I had some understanding of how people behave in an 'office' situation from my previous interactions with people working with our family businesses. The other oracle I had for how people behave in a professional space was sitcoms and movies. From some of those movies came the idea of a 25-Year-old Young Man entering a large office in a three-piece suit, black square glasses, straight face getting in a meeting room (late mostly) with the center of attraction being a rude customer. This young man was mostly an ambitious lone warrior in the middle of other senior men busy criticizing life.
But a lot of the things in the Indian IT space have not been the way I had imagined them to be. For starters, there are no suits and Thank God! for that. Not that I don't like suits, I did Sales for Moolya and I got my fair chance to wear suits and act all corporate. I have a bad hair situation so I mostly wear a cap along with my casuals and a cap never goes with a suit. So for me to not like suits as much is probably because of their bad feasibility with caps. (I am looking for something that can cover my head in a suit, suggestions welcomed) Moolya along with tons of other startups in Bangalore do not have strict formal clothing policies. Whatever that keeps you comfortable is accepted. I also got the chance to experience a bit of London IT space last year & found that theirs and our clothing policies seemed very similar. Theirs was a bit more lenient than ours but again the important factor is no compulsion for suits.
The Indian IT space does not have rude customers (as long as you listen to them), they do have a sense of entitlement, even though the representative of the client company that is supposed to get the deal going is just another manager they have, he may still want to be treated with more respect than all the other people in the room. Is it wrong or right, I am no one to judge, but we all need to acknowledge that this is somehow a reflection of how our society is structured in a hierarchical context. The person in power is the person who is giving work, the person not so much in power is the one asking for work. Is this enough a reason for the client to rub it in the service provider's face?

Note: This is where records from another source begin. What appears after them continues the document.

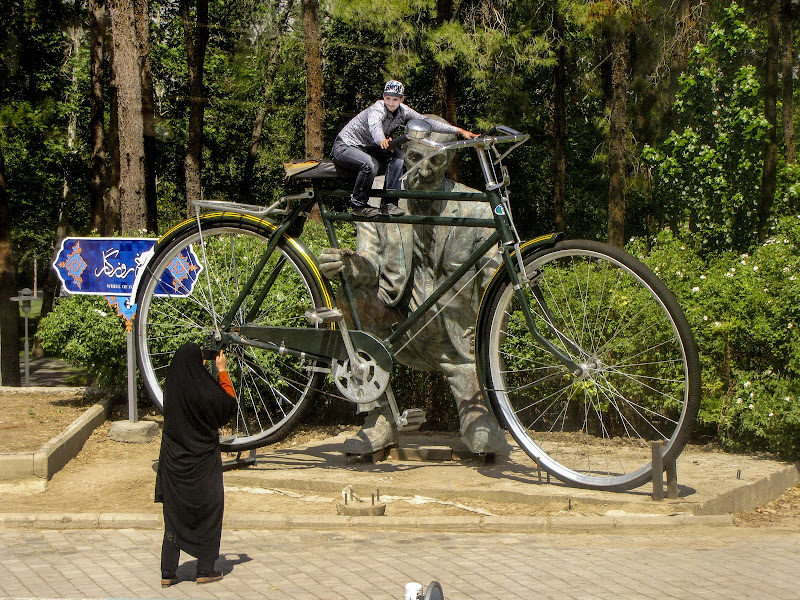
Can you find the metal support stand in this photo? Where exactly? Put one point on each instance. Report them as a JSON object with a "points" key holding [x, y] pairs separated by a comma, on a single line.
{"points": [[133, 409], [658, 473], [239, 462], [24, 298]]}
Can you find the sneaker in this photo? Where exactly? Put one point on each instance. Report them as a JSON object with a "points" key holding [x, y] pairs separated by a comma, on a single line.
{"points": [[209, 577], [391, 209], [364, 210]]}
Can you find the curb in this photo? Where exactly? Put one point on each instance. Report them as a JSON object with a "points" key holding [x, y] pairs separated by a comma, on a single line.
{"points": [[480, 524], [58, 451]]}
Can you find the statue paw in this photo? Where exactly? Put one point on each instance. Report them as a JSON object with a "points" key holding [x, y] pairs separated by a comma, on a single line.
{"points": [[376, 435], [484, 436]]}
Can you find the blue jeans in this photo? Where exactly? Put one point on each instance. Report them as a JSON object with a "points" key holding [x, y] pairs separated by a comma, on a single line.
{"points": [[365, 161]]}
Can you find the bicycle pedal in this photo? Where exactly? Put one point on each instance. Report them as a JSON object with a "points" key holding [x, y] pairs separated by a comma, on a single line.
{"points": [[322, 315], [412, 418]]}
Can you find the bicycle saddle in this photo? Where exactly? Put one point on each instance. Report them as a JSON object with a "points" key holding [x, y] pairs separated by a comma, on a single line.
{"points": [[315, 170]]}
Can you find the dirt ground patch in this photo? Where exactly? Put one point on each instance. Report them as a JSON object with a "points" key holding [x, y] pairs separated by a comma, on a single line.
{"points": [[109, 476], [29, 420]]}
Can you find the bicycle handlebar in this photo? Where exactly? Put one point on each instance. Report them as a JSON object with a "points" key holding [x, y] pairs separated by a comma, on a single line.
{"points": [[498, 134]]}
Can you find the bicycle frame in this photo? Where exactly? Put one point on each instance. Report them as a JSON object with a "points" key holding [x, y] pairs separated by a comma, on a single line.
{"points": [[323, 345]]}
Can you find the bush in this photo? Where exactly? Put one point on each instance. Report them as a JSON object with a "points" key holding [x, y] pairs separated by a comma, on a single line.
{"points": [[743, 309], [86, 331]]}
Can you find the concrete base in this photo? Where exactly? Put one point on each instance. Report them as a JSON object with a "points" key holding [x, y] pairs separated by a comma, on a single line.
{"points": [[358, 509], [141, 432]]}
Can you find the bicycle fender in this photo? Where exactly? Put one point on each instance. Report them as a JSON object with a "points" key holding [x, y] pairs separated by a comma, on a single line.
{"points": [[543, 241], [234, 219]]}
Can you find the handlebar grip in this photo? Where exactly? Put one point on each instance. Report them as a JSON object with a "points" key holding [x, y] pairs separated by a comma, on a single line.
{"points": [[504, 129]]}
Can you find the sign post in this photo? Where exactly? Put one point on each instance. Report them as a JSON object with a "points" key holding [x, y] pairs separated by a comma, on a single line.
{"points": [[107, 267]]}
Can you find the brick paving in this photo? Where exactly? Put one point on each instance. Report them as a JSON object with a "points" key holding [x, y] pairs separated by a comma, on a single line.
{"points": [[705, 563]]}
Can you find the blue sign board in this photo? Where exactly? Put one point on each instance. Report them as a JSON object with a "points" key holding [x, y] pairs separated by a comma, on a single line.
{"points": [[110, 266], [101, 266]]}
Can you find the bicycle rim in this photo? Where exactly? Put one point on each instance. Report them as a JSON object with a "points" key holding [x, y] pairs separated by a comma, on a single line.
{"points": [[180, 294], [641, 376]]}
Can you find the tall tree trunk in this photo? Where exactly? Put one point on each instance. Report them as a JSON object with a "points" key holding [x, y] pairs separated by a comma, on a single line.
{"points": [[617, 139], [9, 311], [112, 215], [126, 80], [787, 34], [444, 98], [52, 284], [769, 173], [258, 125], [196, 44], [142, 24], [97, 177], [559, 125], [312, 50]]}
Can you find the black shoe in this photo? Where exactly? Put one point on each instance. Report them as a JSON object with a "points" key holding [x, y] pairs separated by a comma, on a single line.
{"points": [[391, 209], [209, 577], [364, 210]]}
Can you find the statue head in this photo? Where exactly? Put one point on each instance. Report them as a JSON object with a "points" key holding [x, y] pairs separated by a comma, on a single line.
{"points": [[429, 175]]}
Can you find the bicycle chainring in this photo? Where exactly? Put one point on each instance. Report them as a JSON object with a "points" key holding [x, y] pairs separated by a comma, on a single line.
{"points": [[363, 389]]}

I had also imagined IT guys to be super tech freaks while I was in college but I have realized in my couple of years in this space that everybody involved in the development of a product that touches the lives of billions of people is at the end of the day a Human. The people behind PayTm, Flipkart, Ola, OYO, etc are all PEOPLE. They are just like us, they see problems and they try to solve them the same way we do. They make mistakes the same way we do. It may look stupid to you to read this but this realization of other people being people is a big deal. A lot of times people in the Indian IT space and just society, in general, shy away from asking a question that they feel is very genuine, the reason they shy away from questioning is because they feel they don't know enough to talk about it, that the other person is too big to be questioned, that the other guy would have already thought of something so trivial and doesn't need to be questioned/reminded.
But this realization that it is okay to ask stupid questions, that it is okay to not agree with what your senior has said, that it is okay to raise doubts, that it is okay to push for things you genuinely believe in is empowering. Once you realize this is not a crime, that this is not illegal, that you are not going to be judged for doing this, there is no looking back, you are bound to raise alarms, you are bound to be recognized, you are bound to add value.

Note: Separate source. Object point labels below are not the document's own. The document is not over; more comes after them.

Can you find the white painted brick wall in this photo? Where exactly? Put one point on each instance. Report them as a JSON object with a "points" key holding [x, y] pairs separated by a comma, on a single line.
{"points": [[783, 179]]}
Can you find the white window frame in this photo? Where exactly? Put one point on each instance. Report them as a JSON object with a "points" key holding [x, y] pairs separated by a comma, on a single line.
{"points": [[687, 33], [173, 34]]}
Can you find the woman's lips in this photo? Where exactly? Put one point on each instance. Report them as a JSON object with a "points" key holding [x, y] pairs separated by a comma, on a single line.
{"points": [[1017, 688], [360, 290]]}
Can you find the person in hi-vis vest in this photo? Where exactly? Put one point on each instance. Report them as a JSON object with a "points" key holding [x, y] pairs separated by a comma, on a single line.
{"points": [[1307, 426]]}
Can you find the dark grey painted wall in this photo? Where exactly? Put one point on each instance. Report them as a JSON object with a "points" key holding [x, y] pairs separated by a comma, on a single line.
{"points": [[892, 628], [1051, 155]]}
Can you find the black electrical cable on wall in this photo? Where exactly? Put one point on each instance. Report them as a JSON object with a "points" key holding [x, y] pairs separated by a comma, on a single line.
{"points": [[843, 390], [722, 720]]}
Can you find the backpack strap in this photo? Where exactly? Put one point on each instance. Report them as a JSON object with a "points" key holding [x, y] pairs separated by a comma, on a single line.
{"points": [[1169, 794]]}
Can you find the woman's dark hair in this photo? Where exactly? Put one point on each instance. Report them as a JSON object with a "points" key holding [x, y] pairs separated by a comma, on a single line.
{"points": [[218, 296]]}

The employees in the Indian IT space need to know that they are not day laborers, that they are not in a space where their tomorrow is unpredictable, where they can't get up and rock the world without the fear of being fired. They can and they should and only then they will be adding real value to whatever they do whichever company they do it for.
One of the problem, why the employees in the Indian IT space do not go against their employers or ask tough questions to their seniors, is because they are not given enough space and freedom to do that. It is the leadership of a company that decides what sort of people they get, what sort of value gets delivered. This is not a one time deal, this is a constant exercise throughout the existence of any company. If you need a certain value, that certain value depends upon certain freedom,
less freedom - less value, more freedom - more value.
A large corporation can afford to give less freedom because of the number of people they have in their workforce. This giant number allows them to delegate a small amount of work to each person, the cumulative delivery reaches to the level of value they needed from the entire team. But Small companies and startups do not have that luxury. They cannot afford less freedom, they cannot ask their team members to look at just one part of work, for them the value they need out of each individual is way too large which is possible only if they are open to giving out more freedom, more autonomy.
If you are an employer in the Indian IT space and you don't see good work happening from your team, it is because you do not deserve that. It is not because your team is inefficient.
If you are an employee in the Indian IT space and you don't see good work happening in your team but you also decide to not raise it to the right stakeholders, You are inefficient, not your leadership.